The fine-tuning process began with the Llama2 model, a large language model pretrained by Meta, known for its robust performance in natural language processing tasks. The researchers utilized a dataset containing 967 pairs of English sentences, structured according to standard English grammatical rules, and Blissymbolics sentences. Blissymbolics sentences are composed using corresponding English words for Bliss symbols while adhering to the grammatical and syntactical rules of Blissymbolics. For example, the English sentence “I slowly move towards the blue lake” would be represented in Blissymbolics as “present: I move slowly towards lake blue.” This structural consistency was crucial for the model’s learning process.
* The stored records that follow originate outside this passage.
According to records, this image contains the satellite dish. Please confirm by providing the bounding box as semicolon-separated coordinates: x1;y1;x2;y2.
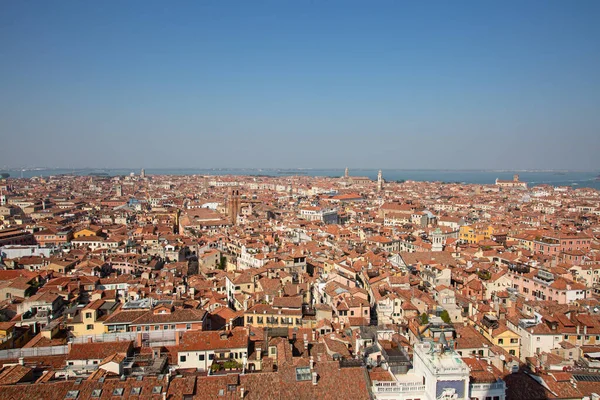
500;355;506;361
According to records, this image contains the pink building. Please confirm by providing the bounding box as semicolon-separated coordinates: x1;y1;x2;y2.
508;266;589;303
533;232;591;257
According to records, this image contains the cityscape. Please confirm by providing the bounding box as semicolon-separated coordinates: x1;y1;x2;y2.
1;1;600;399
0;170;599;399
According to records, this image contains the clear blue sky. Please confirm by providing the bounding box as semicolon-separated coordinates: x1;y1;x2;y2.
1;0;599;170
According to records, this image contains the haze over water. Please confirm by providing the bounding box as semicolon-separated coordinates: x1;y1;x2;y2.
6;168;600;191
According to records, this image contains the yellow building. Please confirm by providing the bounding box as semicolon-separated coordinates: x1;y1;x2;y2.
0;321;31;350
67;300;119;336
472;314;520;358
0;322;16;350
507;232;536;251
73;226;102;239
244;304;306;329
459;224;494;244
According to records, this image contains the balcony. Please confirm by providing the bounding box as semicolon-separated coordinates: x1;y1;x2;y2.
373;381;426;394
470;382;505;391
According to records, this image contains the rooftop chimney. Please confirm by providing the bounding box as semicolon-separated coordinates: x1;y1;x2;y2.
240;388;245;398
312;372;318;386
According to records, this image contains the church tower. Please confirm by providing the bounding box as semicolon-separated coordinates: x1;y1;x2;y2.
431;228;444;252
116;184;122;197
377;170;383;192
344;167;349;178
173;209;181;234
228;189;241;225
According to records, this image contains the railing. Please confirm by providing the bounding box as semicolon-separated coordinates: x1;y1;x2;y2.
144;340;177;347
373;381;426;393
470;382;506;391
0;345;68;360
339;359;363;368
71;329;178;344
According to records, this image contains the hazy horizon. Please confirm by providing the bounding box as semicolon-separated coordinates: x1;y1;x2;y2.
1;1;599;170
2;166;599;173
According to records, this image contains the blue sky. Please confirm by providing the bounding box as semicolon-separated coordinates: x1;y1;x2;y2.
1;1;599;170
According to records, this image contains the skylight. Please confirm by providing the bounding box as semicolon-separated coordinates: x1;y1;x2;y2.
295;366;312;381
65;391;79;400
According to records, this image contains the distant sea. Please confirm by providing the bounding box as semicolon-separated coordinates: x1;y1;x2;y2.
3;168;600;190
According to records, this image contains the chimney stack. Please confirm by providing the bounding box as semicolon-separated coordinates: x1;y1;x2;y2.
240;388;245;398
312;372;318;386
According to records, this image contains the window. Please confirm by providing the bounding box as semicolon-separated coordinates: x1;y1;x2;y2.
180;355;187;362
112;388;124;397
536;337;540;342
564;335;569;340
163;325;169;330
511;338;519;344
130;388;141;395
65;391;79;399
509;350;516;355
86;324;94;330
85;312;92;319
209;354;214;360
152;386;162;394
91;389;102;398
199;354;205;361
270;347;276;355
247;316;253;324
498;338;504;344
186;324;191;330
295;367;312;381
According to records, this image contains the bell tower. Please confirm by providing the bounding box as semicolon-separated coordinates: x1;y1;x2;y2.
377;170;383;192
431;228;444;252
228;189;241;225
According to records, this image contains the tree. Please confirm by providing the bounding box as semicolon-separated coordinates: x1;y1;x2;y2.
218;256;227;270
440;310;451;324
477;270;492;281
420;313;429;325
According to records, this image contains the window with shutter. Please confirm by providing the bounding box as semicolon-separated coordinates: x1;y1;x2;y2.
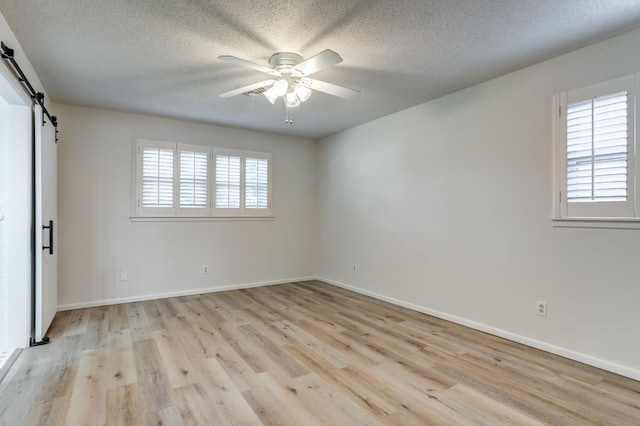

The fine-tuning was executed on the Cedar cluster, a high-performance computing resource provided by the Digital Research Alliance of Canada. By iteratively training the model over four epochs, the team generated multiple versions of the fine-tuned model. Each version was tested to evaluate its performance in translating sentences between English and Blissymbolics. The evaluation criteria for the converted sentences included semantic coherence, novelty, creativity, fluency, and readability. The results were promising, with the models, particularly those trained for two and three epochs, demonstrating significant improvements in translation accuracy and fluency.
Looking ahead, the project aims to further enhance the model by expanding the dataset to include a broader variety of sentence structures and conducting more comprehensive evaluations. This ongoing work holds the potential to advance assistive communication technology, making Blissymbolics more accessible and easier to use for individuals relying on this unique language.